As we all know, the opening pages of a story are beyond crucial for the success of a book. The reason is simple. Readers do not have patience to wait around for something good to happen. I don't know how many times I have received a comment from a writer I rejected after reading just the first part of their book complaining, "If I had read the whole book, you would see how amazing it is." Ahh, I love that line. Why? Because I know good and well that those complaining writers probably have a ton of books they haven't finished because the beginning just wasn't there for them.

The key is to find a way to hook the reader. You want the reader to have a "buy in" to the things you have to say in your story. This "buy in" can actually come from a lot of different things. Maybe you have a great scene that makes the reader think to something that has happened in their own life. Maybe you have some witty dialogue that makes you want to know more. Maybe it is a bit of an information dump that draws us into the situation and story. The key word here is "draw us in."

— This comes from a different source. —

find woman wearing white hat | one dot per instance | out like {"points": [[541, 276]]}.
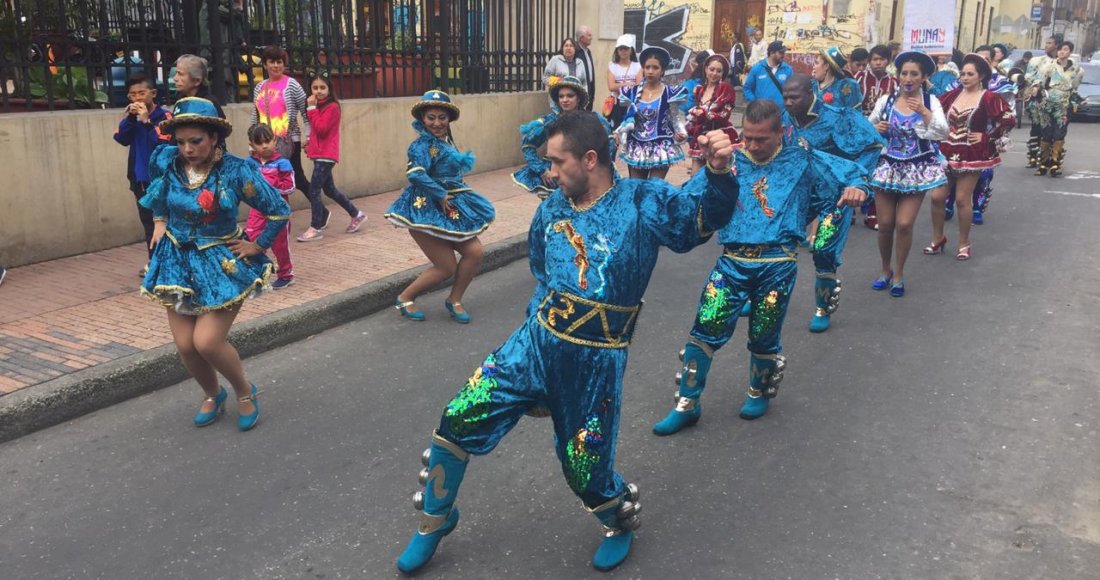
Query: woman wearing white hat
{"points": [[623, 72]]}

Your job as a writer is to find a way to suck the reader into the story. We want to be part of the story and not simply sitting on the outside looking in. By doing so, we will feel the pain and joy of the characters. When they are hurting, we hurt. The stronger the connection you make with the reader, the easier it is to convey the message of your story. Wordsworth once said, "there is an implied contract between [the] author and reader." In your case, the contract is a promise that you will entertain and make them part of your story.

I bring all of this up because honestly, the desire for any editor or agent to read more of your project, amid all of the other stories that cross our desk, relies on your ability to make that connection early on.

Now, does that mean we will give up every time? Absolutely not. There are times that I have read a beginning of a story and thought "maybe there is something there."  So I read the synopsis and see where things are going. If there is that "something" there I might ask for more. Does this happen a lot? Not really, and the simple reason is that the beginning of the story is just mediocre.

Find a way to go off the blocks with a bang! Make it good. If you do, you have increased your chance the reader will want to see more. Of course, with that said, you now have a new challenge. Make the remaining chapters even better.



  1. I do agree that when a book doesn't hold my interest with the first few pages I don't finish it. In all truth, I toss it aside or skim ahead to the end.

    About beginnings, I do have to say that some agents will reject a manuscript if it starts with a prologue. I've heard it's just a matter of preference.

  2. I always strive to grab the reader from the first chapter. To me, that is the most crucial time. Sure, you have to hold their interest, but if you can't capture it from the get go, they won't make it to the middle. Now if I could just get someone to read it! LOL...I have a queries in the water, and I'm hoping one will hit the mark. Until then...I'm still writing!

  3. I'm willing to give it half a chance to fulfill its promise. But this would be only from my viewpoint as a reader. Someone said it has to start out with the action and keep us engaged with the action. And I said, "Hand me the xanax."